Inne części budynków obronnych
Twierdza Derbent, której zdjęcie wszyscy turyści starają się przywieźć z Dagestanu, przyciąga nie tylko cytadelą, ale także murami. Ich długość w obrębie miasta wynosi 3,6 km. Ściany północne i południowe zbudowano równolegle do siebie. Odległość między nimi waha się od300 do 400 metrów. Sztabki (ściana górska) ciągnęły się przez 40 km w kierunku Pasma Kaukazu. Niestety nie udało się jej zachować w pierwotnej formie: w wielu miejscach budynek zawalił się. Nadmorski mur zamykał wjazd do miasta od strony kaspijskiej. Zanurzyła się w jego wodach i przeciągnęła prawie pół kilometra. Podobnie jak Dag-bary, nadbrzeże zachowało się we fragmentach.
Brama
W murach kompleksu obronnego twierdzy znajdowało się kilka małych, ale bardzo mocnych bram, przez które w dawnych czasach można było dostać się do Derbent. Nie tylko chroniły miasto, ale także były jego ozdobą. Bramy zostały otwarte dla gości, sojuszników i kupców. Wejścia znajdowały się w różnych częściach twierdzy. Wciąż posiadają elementy bogatego wystroju, po którym można ocenić, jak piękne były w starożytności. Drzwi wychodzące na północ, skąd wrogo nastawieni nomadzi mogli przybyć do Derbent, wyglądały masowo i onieśmielająco. W przeciwieństwie do nich południowe wejście do miasta było eleganckie i uroczyste. Dziś trudno jest ustalić dokładną liczbę bram, ponieważ nie wszystkie się zachowały.
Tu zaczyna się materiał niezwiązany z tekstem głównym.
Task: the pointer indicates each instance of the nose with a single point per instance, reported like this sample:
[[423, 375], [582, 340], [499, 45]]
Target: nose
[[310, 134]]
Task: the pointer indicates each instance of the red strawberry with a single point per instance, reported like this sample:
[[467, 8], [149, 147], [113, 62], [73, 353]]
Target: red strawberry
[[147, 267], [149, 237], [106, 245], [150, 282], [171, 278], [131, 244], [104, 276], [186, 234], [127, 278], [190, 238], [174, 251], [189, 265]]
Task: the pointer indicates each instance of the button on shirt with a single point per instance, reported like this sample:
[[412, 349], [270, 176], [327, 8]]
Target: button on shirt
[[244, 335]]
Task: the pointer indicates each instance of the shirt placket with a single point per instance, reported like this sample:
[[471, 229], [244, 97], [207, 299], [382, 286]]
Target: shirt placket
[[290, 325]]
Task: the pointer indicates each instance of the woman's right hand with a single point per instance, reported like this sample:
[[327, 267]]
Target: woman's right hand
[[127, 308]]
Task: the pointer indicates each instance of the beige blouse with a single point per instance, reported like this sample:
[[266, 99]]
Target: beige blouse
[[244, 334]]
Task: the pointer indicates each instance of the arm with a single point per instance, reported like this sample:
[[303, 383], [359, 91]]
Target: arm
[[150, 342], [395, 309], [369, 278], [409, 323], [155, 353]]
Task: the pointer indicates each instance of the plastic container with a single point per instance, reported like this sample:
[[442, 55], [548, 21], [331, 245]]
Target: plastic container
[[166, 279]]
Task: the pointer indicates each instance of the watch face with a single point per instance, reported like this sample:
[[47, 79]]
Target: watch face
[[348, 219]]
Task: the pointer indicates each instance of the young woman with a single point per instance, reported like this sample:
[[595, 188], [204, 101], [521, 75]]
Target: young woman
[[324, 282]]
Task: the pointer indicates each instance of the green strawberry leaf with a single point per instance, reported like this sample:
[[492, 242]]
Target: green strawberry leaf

Nazwy lokalizacji w różnych językach
Forteca Derbent zawsze imponowała podróżnikom swoją wielkością i mocą. Cudzoziemcy nadali jej różne imiona, ale prawie we wszystkich widniało słowo „brama”. Nie jest to zaskakujące, ponieważ w murach twierdzy znajdowała się duża liczba mocnych drzwi, przez które wrogowie nie mogli przeniknąć do Derbentu. starożytnyGrecy nazywali fortyfikacje Bramą Kaspijską, Arabowie - Bab-al-Abva (Main), Gruzini - Dzgvis Kari (Morze), a mieszkańcy tureccy - Temir Kapysy (Żelazo).
Hipoteza jednego muru obronnego
Każdy, kto interesuje się historią Derbentu i Twierdzy Derbent, będzie zainteresowany poznaniem teorii wysuniętej przez naukowców na początku ubiegłego wieku, zgodnie z którą w starożytności istniała ciągła linia fortyfikacji w Eurazji, która podzieliła kontynent na pół. Plemiona koczownicze żyły na północy, a rolnicy na południu. Osiedlone ludy cierpiały z powodu ataków koczowników i budowały mury obronne, aby chronić swoje ziemie. Historycy zmapowali wszystkie fortyfikacje, które istniały w różnych czasach na kontynencie euroazjatyckim i byli zdumieni. Abchaskie, zakaukaskie, krymskie, Derbent, bałkańskie mury, rzymskie wały, Wielki Mur Chiński i inne starożytne fortyfikacje, z których wiele nie przetrwało do dziś, tworzyły w odległej przeszłości nierozerwalny łańcuch. I chociaż wyrażona teoria nie jest uznawana przez oficjalną naukę historyczną, to sprawia, że poważnie myślimy o przeszłości ludzkości.